General Laws chapter 62, § 3(B)(a)(15) provides a deduction for individuals against Part B Income for:
Amounts expended by an individual for tolls paid for through a Fast Lane account or for weekly or monthly transit commuter passes for Massachusetts Bay Transit Authority transit, bus, commuter rail or commuter boat, not including amounts reimbursed by an employer or otherwise. In the case of a single person or a married person filing a separate return or a head of household, this deduction shall apply only to the portion of the expended amount that exceeds $150, and the total amount deducted shall not exceed $750. In the case of a married couple filing a joint return, this deduction shall apply only to the portion of the amount expended by each individual that exceeds $150, and the total amount deducted shall not exceed $750 for each individual.
1. MBTA Passes eligible for the Commuter Deduction. Any MBTA commuter pass or Charlie Ticket that is designated to be a monthly or weekly pass is eligible for the commuter deduction. The MBTA commuter rail "Twelve-Ride" pass and the MBTA express bus or commuter boat "Ten-Ride" passes qualify as weekly passes eligible for the commuter deduction. However, a "Stored-Value" Charlie Ticket does not qualify for the commuter deduction. 
2. Double Tax Benefits Not Allowed. The new commuter deduction is allowable only if the amount is not otherwise deducted. Where transportation costs are deductible both under G.L. c. 62, § 3(B)(a)(15) and any other provision of law, the same expenses cannot be deducted twice.
3. Married Filing Jointly. In the case of married taxpayers filing jointly, each spouse is limited to his or her own commuter costs not to exceed a deduction of $750 per individual. One spouse cannot transfer his or her excess deduction to the other spouse.

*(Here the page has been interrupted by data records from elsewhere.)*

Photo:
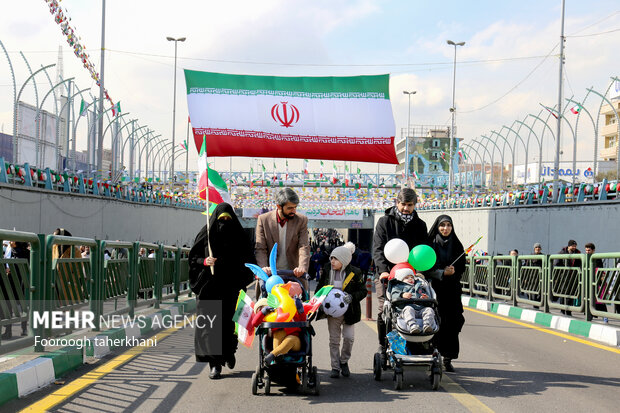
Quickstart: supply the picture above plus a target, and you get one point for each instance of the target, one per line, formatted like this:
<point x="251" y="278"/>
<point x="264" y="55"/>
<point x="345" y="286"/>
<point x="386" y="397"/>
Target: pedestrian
<point x="290" y="231"/>
<point x="571" y="248"/>
<point x="16" y="284"/>
<point x="343" y="276"/>
<point x="219" y="273"/>
<point x="400" y="221"/>
<point x="537" y="251"/>
<point x="64" y="251"/>
<point x="449" y="269"/>
<point x="532" y="278"/>
<point x="596" y="263"/>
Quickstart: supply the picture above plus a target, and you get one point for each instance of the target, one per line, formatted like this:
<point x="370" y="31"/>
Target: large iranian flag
<point x="339" y="118"/>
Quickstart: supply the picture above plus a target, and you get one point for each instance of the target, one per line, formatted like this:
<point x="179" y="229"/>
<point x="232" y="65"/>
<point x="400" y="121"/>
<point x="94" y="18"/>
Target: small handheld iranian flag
<point x="338" y="118"/>
<point x="210" y="180"/>
<point x="244" y="311"/>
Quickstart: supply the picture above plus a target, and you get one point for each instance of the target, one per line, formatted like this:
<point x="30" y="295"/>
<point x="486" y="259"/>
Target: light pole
<point x="408" y="133"/>
<point x="174" y="93"/>
<point x="453" y="111"/>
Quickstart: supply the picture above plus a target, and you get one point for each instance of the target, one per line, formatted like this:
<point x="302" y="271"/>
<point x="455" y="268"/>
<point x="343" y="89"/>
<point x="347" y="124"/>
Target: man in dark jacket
<point x="571" y="248"/>
<point x="400" y="221"/>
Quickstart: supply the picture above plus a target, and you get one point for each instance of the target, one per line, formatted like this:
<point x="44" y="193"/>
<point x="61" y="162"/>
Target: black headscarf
<point x="447" y="248"/>
<point x="232" y="248"/>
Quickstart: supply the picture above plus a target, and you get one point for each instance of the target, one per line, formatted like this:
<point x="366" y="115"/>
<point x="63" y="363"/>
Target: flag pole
<point x="204" y="139"/>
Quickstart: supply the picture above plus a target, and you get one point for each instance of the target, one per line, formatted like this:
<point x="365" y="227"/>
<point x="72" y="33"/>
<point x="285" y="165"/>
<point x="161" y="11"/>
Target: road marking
<point x="461" y="395"/>
<point x="546" y="330"/>
<point x="91" y="377"/>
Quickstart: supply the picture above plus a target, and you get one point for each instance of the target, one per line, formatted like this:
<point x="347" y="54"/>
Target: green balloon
<point x="422" y="258"/>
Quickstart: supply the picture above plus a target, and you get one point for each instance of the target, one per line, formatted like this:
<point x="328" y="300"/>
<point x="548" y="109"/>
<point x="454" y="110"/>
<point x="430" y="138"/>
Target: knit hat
<point x="342" y="254"/>
<point x="260" y="303"/>
<point x="401" y="273"/>
<point x="350" y="246"/>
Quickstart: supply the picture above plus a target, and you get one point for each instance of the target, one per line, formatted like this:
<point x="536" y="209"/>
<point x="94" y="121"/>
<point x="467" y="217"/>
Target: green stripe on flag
<point x="269" y="84"/>
<point x="216" y="180"/>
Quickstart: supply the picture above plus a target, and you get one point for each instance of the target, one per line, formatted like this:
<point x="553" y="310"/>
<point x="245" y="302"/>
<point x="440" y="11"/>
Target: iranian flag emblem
<point x="337" y="118"/>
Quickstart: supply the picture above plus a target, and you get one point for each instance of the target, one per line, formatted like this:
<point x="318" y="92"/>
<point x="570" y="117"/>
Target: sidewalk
<point x="25" y="371"/>
<point x="598" y="332"/>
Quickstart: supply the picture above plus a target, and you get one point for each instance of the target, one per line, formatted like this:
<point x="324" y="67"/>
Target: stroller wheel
<point x="398" y="381"/>
<point x="267" y="385"/>
<point x="254" y="384"/>
<point x="316" y="380"/>
<point x="435" y="380"/>
<point x="304" y="380"/>
<point x="376" y="367"/>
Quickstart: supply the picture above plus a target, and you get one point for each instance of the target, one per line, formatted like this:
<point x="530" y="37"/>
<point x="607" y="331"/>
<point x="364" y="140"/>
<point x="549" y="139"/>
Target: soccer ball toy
<point x="334" y="304"/>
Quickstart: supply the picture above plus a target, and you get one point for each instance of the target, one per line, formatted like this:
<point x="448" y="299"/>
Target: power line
<point x="596" y="34"/>
<point x="326" y="64"/>
<point x="515" y="86"/>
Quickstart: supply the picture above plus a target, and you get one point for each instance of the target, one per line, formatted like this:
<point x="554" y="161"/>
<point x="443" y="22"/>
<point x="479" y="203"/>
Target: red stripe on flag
<point x="240" y="143"/>
<point x="214" y="195"/>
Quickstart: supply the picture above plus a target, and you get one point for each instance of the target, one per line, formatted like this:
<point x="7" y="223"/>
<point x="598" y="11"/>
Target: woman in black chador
<point x="231" y="248"/>
<point x="447" y="285"/>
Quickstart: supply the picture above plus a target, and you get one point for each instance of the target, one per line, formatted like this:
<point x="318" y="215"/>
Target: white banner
<point x="337" y="214"/>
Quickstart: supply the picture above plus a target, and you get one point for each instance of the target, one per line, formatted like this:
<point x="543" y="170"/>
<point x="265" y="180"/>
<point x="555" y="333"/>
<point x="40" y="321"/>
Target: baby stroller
<point x="293" y="368"/>
<point x="406" y="349"/>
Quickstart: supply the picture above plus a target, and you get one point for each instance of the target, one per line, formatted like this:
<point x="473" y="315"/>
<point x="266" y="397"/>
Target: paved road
<point x="505" y="366"/>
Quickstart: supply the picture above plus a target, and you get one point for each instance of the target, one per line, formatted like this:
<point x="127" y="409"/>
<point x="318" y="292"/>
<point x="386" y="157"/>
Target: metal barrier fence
<point x="566" y="282"/>
<point x="56" y="277"/>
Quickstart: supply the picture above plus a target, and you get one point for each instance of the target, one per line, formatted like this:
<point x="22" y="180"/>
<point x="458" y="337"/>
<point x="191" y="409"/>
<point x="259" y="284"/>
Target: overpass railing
<point x="566" y="282"/>
<point x="57" y="277"/>
<point x="25" y="175"/>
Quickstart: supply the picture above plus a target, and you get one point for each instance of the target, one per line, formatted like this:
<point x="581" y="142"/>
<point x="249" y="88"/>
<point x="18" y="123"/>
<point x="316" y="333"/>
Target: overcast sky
<point x="508" y="66"/>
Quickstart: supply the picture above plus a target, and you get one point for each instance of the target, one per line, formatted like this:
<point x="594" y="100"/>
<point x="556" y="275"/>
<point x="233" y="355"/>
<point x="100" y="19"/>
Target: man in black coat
<point x="400" y="221"/>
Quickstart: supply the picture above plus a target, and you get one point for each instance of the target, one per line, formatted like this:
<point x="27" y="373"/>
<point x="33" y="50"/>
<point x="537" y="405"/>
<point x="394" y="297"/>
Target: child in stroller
<point x="411" y="321"/>
<point x="415" y="318"/>
<point x="285" y="348"/>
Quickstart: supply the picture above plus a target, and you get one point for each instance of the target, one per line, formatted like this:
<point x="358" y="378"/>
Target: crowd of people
<point x="218" y="273"/>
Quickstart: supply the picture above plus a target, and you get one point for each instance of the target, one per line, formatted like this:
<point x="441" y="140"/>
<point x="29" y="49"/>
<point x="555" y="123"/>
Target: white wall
<point x="505" y="228"/>
<point x="42" y="211"/>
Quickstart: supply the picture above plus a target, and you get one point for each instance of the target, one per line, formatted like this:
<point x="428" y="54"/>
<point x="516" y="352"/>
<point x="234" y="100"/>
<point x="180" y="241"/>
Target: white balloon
<point x="396" y="251"/>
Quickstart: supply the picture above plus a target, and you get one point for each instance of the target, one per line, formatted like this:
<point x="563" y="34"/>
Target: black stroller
<point x="406" y="349"/>
<point x="290" y="370"/>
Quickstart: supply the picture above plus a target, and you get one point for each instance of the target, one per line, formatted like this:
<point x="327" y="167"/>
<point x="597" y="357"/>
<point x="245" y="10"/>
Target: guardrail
<point x="565" y="282"/>
<point x="51" y="281"/>
<point x="25" y="175"/>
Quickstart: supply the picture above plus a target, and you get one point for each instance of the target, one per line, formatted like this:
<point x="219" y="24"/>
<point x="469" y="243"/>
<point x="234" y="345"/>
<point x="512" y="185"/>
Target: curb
<point x="597" y="332"/>
<point x="45" y="369"/>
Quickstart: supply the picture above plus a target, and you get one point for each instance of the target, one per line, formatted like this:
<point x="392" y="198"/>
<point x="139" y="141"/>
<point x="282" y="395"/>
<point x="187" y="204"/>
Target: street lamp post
<point x="408" y="134"/>
<point x="453" y="111"/>
<point x="174" y="93"/>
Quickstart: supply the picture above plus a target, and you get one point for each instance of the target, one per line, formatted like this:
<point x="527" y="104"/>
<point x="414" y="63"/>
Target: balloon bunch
<point x="279" y="293"/>
<point x="420" y="258"/>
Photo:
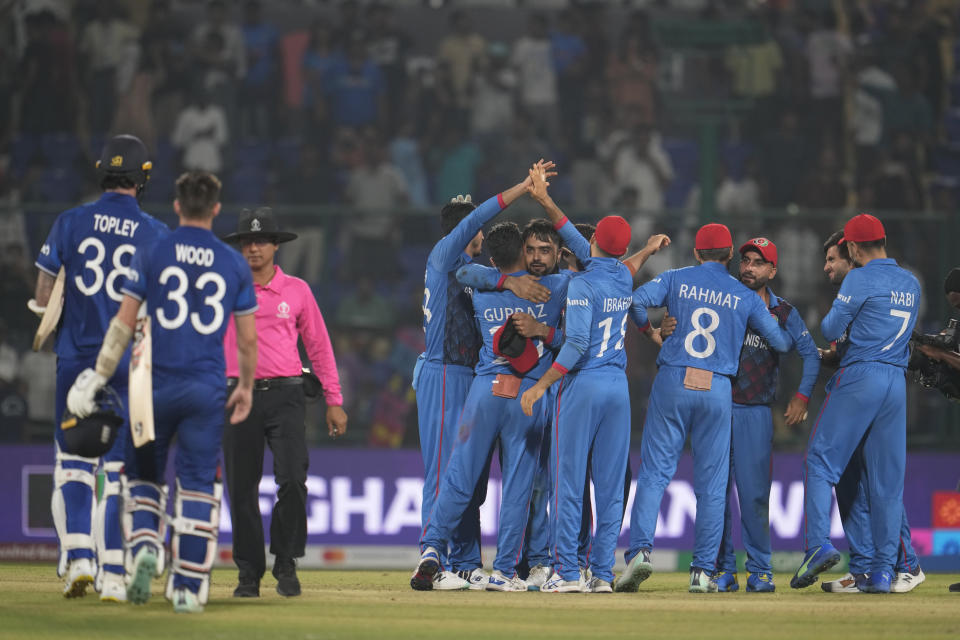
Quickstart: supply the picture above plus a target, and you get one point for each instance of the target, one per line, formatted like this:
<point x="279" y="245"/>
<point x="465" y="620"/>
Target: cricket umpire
<point x="287" y="310"/>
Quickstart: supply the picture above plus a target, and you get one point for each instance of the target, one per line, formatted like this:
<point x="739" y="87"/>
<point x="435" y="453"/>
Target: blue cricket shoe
<point x="817" y="560"/>
<point x="726" y="581"/>
<point x="761" y="582"/>
<point x="878" y="582"/>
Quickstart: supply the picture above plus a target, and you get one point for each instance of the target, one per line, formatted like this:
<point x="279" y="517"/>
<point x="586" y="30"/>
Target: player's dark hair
<point x="834" y="241"/>
<point x="109" y="182"/>
<point x="453" y="213"/>
<point x="197" y="192"/>
<point x="543" y="230"/>
<point x="714" y="255"/>
<point x="873" y="245"/>
<point x="505" y="244"/>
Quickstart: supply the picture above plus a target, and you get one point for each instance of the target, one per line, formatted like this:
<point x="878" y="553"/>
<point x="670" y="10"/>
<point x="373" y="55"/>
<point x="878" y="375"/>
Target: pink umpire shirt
<point x="288" y="309"/>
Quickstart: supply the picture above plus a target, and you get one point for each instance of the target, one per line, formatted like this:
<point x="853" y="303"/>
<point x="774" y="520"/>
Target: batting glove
<point x="80" y="398"/>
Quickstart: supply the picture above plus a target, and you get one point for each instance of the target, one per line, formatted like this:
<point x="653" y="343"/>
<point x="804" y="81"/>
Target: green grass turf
<point x="380" y="604"/>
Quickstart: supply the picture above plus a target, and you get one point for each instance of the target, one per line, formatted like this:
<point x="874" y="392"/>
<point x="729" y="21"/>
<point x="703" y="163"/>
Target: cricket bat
<point x="51" y="315"/>
<point x="140" y="401"/>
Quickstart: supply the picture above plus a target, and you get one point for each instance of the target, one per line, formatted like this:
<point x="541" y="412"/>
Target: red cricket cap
<point x="613" y="235"/>
<point x="713" y="236"/>
<point x="520" y="352"/>
<point x="863" y="228"/>
<point x="762" y="246"/>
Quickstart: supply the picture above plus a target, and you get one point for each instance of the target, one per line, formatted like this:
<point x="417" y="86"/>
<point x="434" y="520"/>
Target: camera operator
<point x="936" y="357"/>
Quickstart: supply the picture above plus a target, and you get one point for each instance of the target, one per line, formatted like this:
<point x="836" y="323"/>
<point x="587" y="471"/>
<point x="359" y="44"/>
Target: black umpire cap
<point x="259" y="224"/>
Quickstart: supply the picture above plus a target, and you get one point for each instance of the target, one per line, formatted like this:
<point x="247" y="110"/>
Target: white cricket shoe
<point x="186" y="601"/>
<point x="906" y="581"/>
<point x="476" y="577"/>
<point x="846" y="584"/>
<point x="538" y="577"/>
<point x="499" y="582"/>
<point x="80" y="575"/>
<point x="449" y="581"/>
<point x="598" y="585"/>
<point x="556" y="584"/>
<point x="113" y="588"/>
<point x="144" y="568"/>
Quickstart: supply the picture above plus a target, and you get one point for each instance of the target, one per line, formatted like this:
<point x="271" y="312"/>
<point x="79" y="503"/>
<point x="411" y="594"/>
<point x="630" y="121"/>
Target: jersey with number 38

4. Employer Provided Pass. For tax year 2006, where an employer pays for an MBTA pass, the amount by which the value of the pass exceeds $105 a month is included in the employee's income, and reported as wages on Form W-2.  To calculate the commuter deduction in these circumstances, first deduct $105 a month or $1,260 a year from the cost of the pass; the remainder is the amount of the qualifying expenses. The amount of the commuter deduction is the portion of the qualifying expenses that exceeds $150, and the total amount deducted cannot exceed $750.
5. Employee Payment by Payroll Reduction. Where an employee pays for an MBTA pass through payroll reduction, the total cost of the pass is eligible for the Massachusetts deduction, assuming all other requirements are met.
6. Dependents. The deduction is allowed where an individual purchases an MBTA pass for a dependent who is claimed on that individual's tax return, provided the dependent does not also claim the deduction. However, the total amount deducted cannot exceed $750 for each individual taxpayer who is filing a return. In the case of married taxpayers filing a joint return, the total amount deducted cannot exceed $750 per taxpayer; thus, the maximum deduction for a joint return is $1,500.
7. Recordkeeping. Monthly passes, FastLane reports, credit card statements, bank statements, pay stubs, and similar records will serve to substantiate this deduction.